Why biometric-payment options spark security concerns
Since your hand or face is completely unique to you and can’t go missing in the way your credit or debit card can, some may argue that it is a more secure form of payment. But that’s not necessarily so, says Hafiz Malik, an electrical- and computer-engineering professor at the University of Michigan who researches cybersecurity.
“There needs to be countermeasures, such as liveness detection, in place to detect whether these are spoofed or impersonated identities,” he says.
To its credit, Amazon says its palm scanners use liveness-detection technology and are able to tell the difference between a live palm and a fake one.
Consumers should also be aware that the database where their biometric data is stored could potentially be hacked.
“Any time you entrust your data with a private corporation, you’re trusting that company to keep that data safe. And most of the time, you probably shouldn’t,” says Evan Greer, director of Fight for the Future, a digital-rights advocacy organization.

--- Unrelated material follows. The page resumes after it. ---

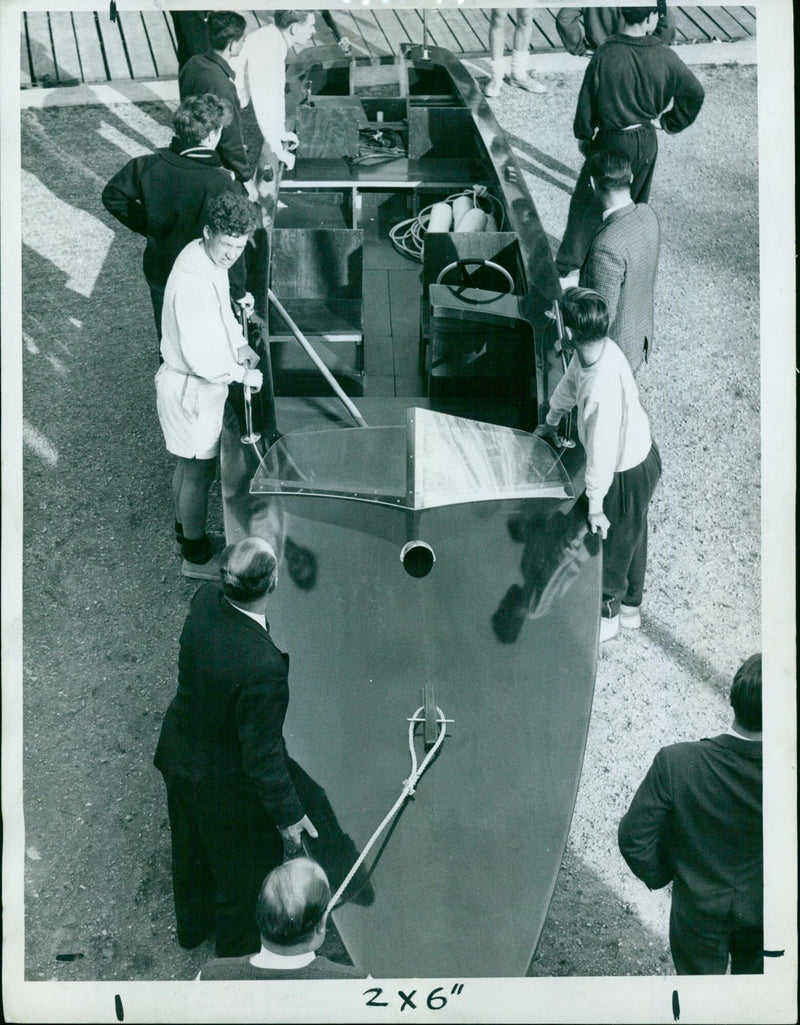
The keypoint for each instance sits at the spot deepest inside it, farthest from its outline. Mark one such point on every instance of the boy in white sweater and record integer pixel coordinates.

“Corporations have a really terrible track record of keeping our personal information safe,” she tells CNBC Make It.
While you can replace a stolen credit card or even a stolen Social Security number, it would be incredibly difficult to replace your face or palm if your biometric data is stolen, she says.
On top of that, it can be dangerous if these databases of biometric information get into the wrong hands, says Cynthia Rudin, a Duke University professor of computer science, bioinformatics and electrical and computer engineering.
“They can control you in ways you don’t like,” Rudin says. “Those data sets can be used to control us anywhere in the world, including arresting us, or preventing us from entering stores that don’t want customers in our salary bracket, or who have political views that disagree with the owners of the venues.”
It’s important to understand that your biometric information is some of the most sensitive data you create, says Greer. That’s why it’s crucial to protect it the same way you would safeguard your personal details, such as your address or Social Security number.
“It’s something everyone should care about protecting, even in this age where many people feel like they’ve given up on protecting their privacy or feel like its futile,” she says.